G’day Bruce

“I’ve had this,” Max said to me one morning”

“Look at that bloody mess my light table has been left in again. Bruce must have done some work on it after we went home last night and didn’t bother to tidy up after himself. Bloody arrogant untidy bastard.”

I said: “He did the same thing to me one night last week. Film and paper and shit left all over the place.”

“Well,” declared Max, “This is the last straw. When he comes in I’m going to have a go at him him about it, foreman or no bloody foreman. I’m not afraid of him. He doesn’t frighten me like he does all you guys.”

“Bullshit. I’m not scared of him, no way. In fact, when he comes in I’ll have a go at him myself. And while I’m at it I’ll also tick him off about all the equipment he borrowed and never bothered to return. He just bloody takes it as if it’s all his and leaves it all over the bloody factory. Not bloody good enough.”

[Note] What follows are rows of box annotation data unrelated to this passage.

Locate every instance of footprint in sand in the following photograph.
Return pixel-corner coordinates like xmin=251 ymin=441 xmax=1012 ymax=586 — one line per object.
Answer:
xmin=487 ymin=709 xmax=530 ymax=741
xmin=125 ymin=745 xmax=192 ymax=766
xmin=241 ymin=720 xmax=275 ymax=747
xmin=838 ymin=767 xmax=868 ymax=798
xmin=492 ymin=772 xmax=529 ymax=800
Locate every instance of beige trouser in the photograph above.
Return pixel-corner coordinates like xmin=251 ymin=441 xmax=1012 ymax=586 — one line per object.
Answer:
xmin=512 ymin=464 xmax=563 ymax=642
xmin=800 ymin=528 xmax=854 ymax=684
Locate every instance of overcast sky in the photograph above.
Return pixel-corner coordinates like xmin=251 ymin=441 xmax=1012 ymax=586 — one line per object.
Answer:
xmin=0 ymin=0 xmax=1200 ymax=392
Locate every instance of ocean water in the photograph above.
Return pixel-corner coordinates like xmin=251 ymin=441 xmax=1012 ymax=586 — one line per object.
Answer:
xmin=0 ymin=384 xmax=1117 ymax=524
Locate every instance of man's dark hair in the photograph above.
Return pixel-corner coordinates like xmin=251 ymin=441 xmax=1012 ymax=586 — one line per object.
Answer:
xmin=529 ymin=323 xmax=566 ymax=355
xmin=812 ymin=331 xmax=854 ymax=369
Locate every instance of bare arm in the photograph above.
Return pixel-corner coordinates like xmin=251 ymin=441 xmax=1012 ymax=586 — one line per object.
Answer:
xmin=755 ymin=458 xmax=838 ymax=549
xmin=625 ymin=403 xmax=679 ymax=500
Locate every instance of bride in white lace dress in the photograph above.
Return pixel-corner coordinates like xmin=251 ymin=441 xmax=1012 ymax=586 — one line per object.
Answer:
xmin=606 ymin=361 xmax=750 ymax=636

“All right then. While we’re at it we might as well bring up that time when we had to pay for our own beer at the christmas breakup and then he left us stranded in the middle of nowhere with no transport while he drove everyone else home in the hire bus.”

“We might as well ask for that pay increase we were entitled to six months ago while we’re at it.”

“I’ll just tell him that we’re completely cheesed off with his attitude towards us and the shabby way he’s treated us over the last couple of years.”

“And I’ll back you right up there. He won’t dare sack the both of us, no way.”

“Oh, no way.”

Just then “Happy Jack” stomped into the room, a scowl on his face that would make ‘grumpy’ look like the court jester.

As he walked past our tables he grumbled: ” G’day Max.”

“G’day Bruce.”

“G’day Tony.”

“G’day Bruce.”

After he’d said his good mornings to all of the others and walked out of the room, Max turned to me with a huge grin on his face and said: “We sure told the bastard off that time, didn’t we mate.”